Sin embargo, en medio de esa suciedad que decide impedir que la librería prospere, que los libros existan en el pueblo, que la gente lea y que se venda "Lolita" de Nabokov, el escándalo del momento, hay dos seres puros y nobles. Bill Nighy interpreta a uno de ellos. El hombre elegante, callado, solitario, cuya química con Florence se ve interrumpida dramáticamente. Y Christina, la niña, a la que ya he mencionado y que cerrará el círculo, pues ella es la narradora de la historia. 

Esta película habla del amor a los libros. De cómo ellos te compensan, te salvan y te llevan en volandas a un lugar que nadie más conoce, salvo otros seres como tú, que entienden tu lenguaje y comprenden tus lágrimas. 


jueves, 9 de noviembre de 2017

Dulce encuentro


(Andrew Wyeth. Christina's World)

Si otoño o primavera no lo recuerdo ahora. Sé que era tiempo de llevar sandalias y un vestido azul claro con escote de pico y sé que era una hora temprana de la tarde, la hora de los susurros, crepúsculo indeciso. La casa de mi amiga era el sitio perfecto, el refugio ideal para ese encuentro ansiado. Sonó el timbre de la puerta y dudé en un segundo. Sólo una ráfaga que aparté de inmediato. Allí estaban sus ojos. En el umbral, su boca. Vaqueros desgastados y camisa de manga larga con los puños doblados hacia fuera. Era extremadamente varonil y olía de una forma especial. Su olor se asentaba en mí y no me abandonaba.

Los besos cruzaron el vestíbulo, las manos en las manos. Allí estaban mis labios entreabiertos y mis ojos abiertos totalmente y estaba él y estaba su sonrisa, enigmática, dulce, extraña sonrisa de quien lo guarda todo en su interior. Era terriblemente guapo y yo era su princesa.
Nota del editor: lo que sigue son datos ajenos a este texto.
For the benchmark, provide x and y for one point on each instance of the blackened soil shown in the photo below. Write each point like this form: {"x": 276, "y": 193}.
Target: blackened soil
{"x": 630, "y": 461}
Las sábanas revueltas y el sudor de las manos se mezclaron con risas que no tenían motivo. Esas risas absurdas que surgen del placer, de la dicha total, del cuerpo pleno. Era el amor entero el que se aposentaba en aquel cuarto abierto a una plaza con árboles. Era el amor entero, escrito sin palabras. El amor, en lo hondo, en todos los sentidos. El que se abre a la vida, el que no necesita sino amor para amarse. 

miércoles, 8 de noviembre de 2017

El abrazo más dulce


(Fritz Zuber-Buhler. Young girl holding a doll)

La niña era muy pequeña pero la escena quedó grabada en su memoria, como si fuera una película en la que ella tuviera el papel protagonista.

El sol del mediodía caía a fuego en verano. En el patio de la casa, los arriates pedían agua y las flores esperaban ansiosas que la noche aliviara esa sensación de ahogo en la hora de la siesta.Todo estaba en calma. La niña está sentada en el suelo, con un libro de dibujos delante de ella, las piernas desnudas, los pies descalzos, los ojos abiertos.

De repente, oye el claxon de un coche. No es un sonido cualquiera, sino el sonido que anuncia la dicha, el goce mayor de todos los días. Él ha vuelto.

El portón de la calle se abre con su rugido característico. La claridad recorta una silueta. Es un hombre de mediana estatura, bien vestido, con bigote y unos ojos tan tiernos...

Al ver a la niña ha sonreído hasta el fondo: "¿De quién es esta niña tan bonita…?" ha dicho en voz muy alta con su precioso acento.

Y la niña, corriendo, volando casi, ha llegado a sus brazos, se ha elevado a lo alto, contestando entre risas su frase favorita: "De su padre".